Parser Error: Sample method System cannot be used with a discrete sample count, either switch to reservoir sampling or use a sample_size

In this case, I passed system as the sampling method, which resulted in the error.

I get the same error if I try to use bernoulli:

SELECT * FROM sales USING SAMPLE 10 ROWS (bernoulli, 35);

Result:

Parser Error: Sample method Bernoulli cannot be used with a discrete sample count, either switch to reservoir sampling or use a sample_size

Solution 1

I can fix this issue by using the reservoir sampling method instead:

SELECT * FROM sales USING SAMPLE 10 ROWS (reservoir, 35);

Here’s the result I get in my test environment:

+---------+------------+-------------+----------+--------------+-------------+--------+----------+------------+--------+
| sale_id | product_id | customer_id | store_id | product_name | category | price | quantity | sale_date | region |
+---------+------------+-------------+----------+--------------+-------------+--------+----------+------------+--------+
| 2815 | 16 | 316 | 16 | Product-16 | Electronics | 385.42 | 11 | 2022-09-18 | West |
| 7422 | 23 | 423 | 3 | Product-23 | Home | 848.89 | 9 | 2022-05-03 | East |
| 2031 | 32 | 32 | 12 | Product-32 | Clothing | 830.30 | 10 | 2022-07-26 | West |
| 2572 | 23 | 73 | 13 | Product-23 | Home | 406.92 | 1 | 2022-01-18 | North |
| 247 | 48 | 248 | 8 | Product-48 | Home | 999.04 | 8 | 2022-09-05 | West |
| 3248 | 49 | 249 | 9 | Product-49 | Books | 612.31 | 8 | 2022-11-25 | North |
| 5864 | 15 | 365 | 5 | Product-15 | Food | 931.83 | 3 | 2022-01-25 | North |
| 5393 | 44 | 394 | 14 | Product-44 | Books | 984.55 | 11 | 2022-10-11 | South |
| 3845 | 46 | 346 | 6 | Product-46 | Electronics | 10.79 | 8 | 2022-07-15 | South |
| 1556 | 7 | 57 | 17 | Product-7 | Clothing | 855.63 | 4 | 2022-04-07 | North |
+---------+------------+-------------+----------+--------------+-------------+--------+----------+------------+--------+

Using the reservoir sampling method returned the desired results. In this case, I specified a seed of 35, so if I run the query multiple times, I’ll get the same result (assuming the underlying data set doesn’t change). If I wanted the results to change, then I’d simply remove the seed.

Solution 2

Another way to deal with this issue is to specify a percentage, instead of a fixed number of rows.

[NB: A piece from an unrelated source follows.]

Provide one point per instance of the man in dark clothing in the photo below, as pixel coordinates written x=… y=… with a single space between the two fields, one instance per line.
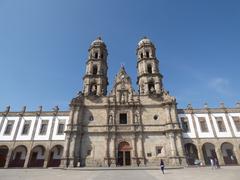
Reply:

Doing that will allow you to use system or bernoulli.

Example:

SELECT * FROM sales USING SAMPLE 1% (bernoulli, 35);

Here’s the result I get in my test environment:

+---------+------------+-------------+----------+--------------+-------------+--------+----------+------------+--------+
| sale_id | product_id | customer_id | store_id | product_name | category | price | quantity | sale_date | region |
+---------+------------+-------------+----------+--------------+-------------+--------+----------+------------+--------+
| 65 | 16 | 66 | 6 | Product-16 | Electronics | 35.40 | 4 | 2022-03-07 | South |
| 94 | 45 | 95 | 15 | Product-45 | Food | 734.46 | 6 | 2022-04-05 | East |
| 254 | 5 | 255 | 15 | Product-5 | Food | 63.19 | 7 | 2022-09-12 | East |
| 367 | 18 | 368 | 8 | Product-18 | Home | 65.99 | 8 | 2022-01-03 | West |
| 519 | 20 | 20 | 20 | Product-20 | Food | 871.93 | 7 | 2022-06-04 | West |
| 1023 | 24 | 24 | 4 | Product-24 | Books | 725.42 | 2 | 2022-10-21 | West |
| 1029 | 30 | 30 | 10 | Product-30 | Food | 365.08 | 2 | 2022-10-27 | South |
| 1195 | 46 | 196 | 16 | Product-46 | Electronics | 129.45 | 3 | 2022-04-11 | West |
| 1215 | 16 | 216 | 16 | Product-16 | Electronics | 581.68 | 2 | 2022-05-01 | West |
...

In this case, the full result set was too large to paste here. Regardless, it demonstrates that system and bernoulli can be used when specifying a percentage.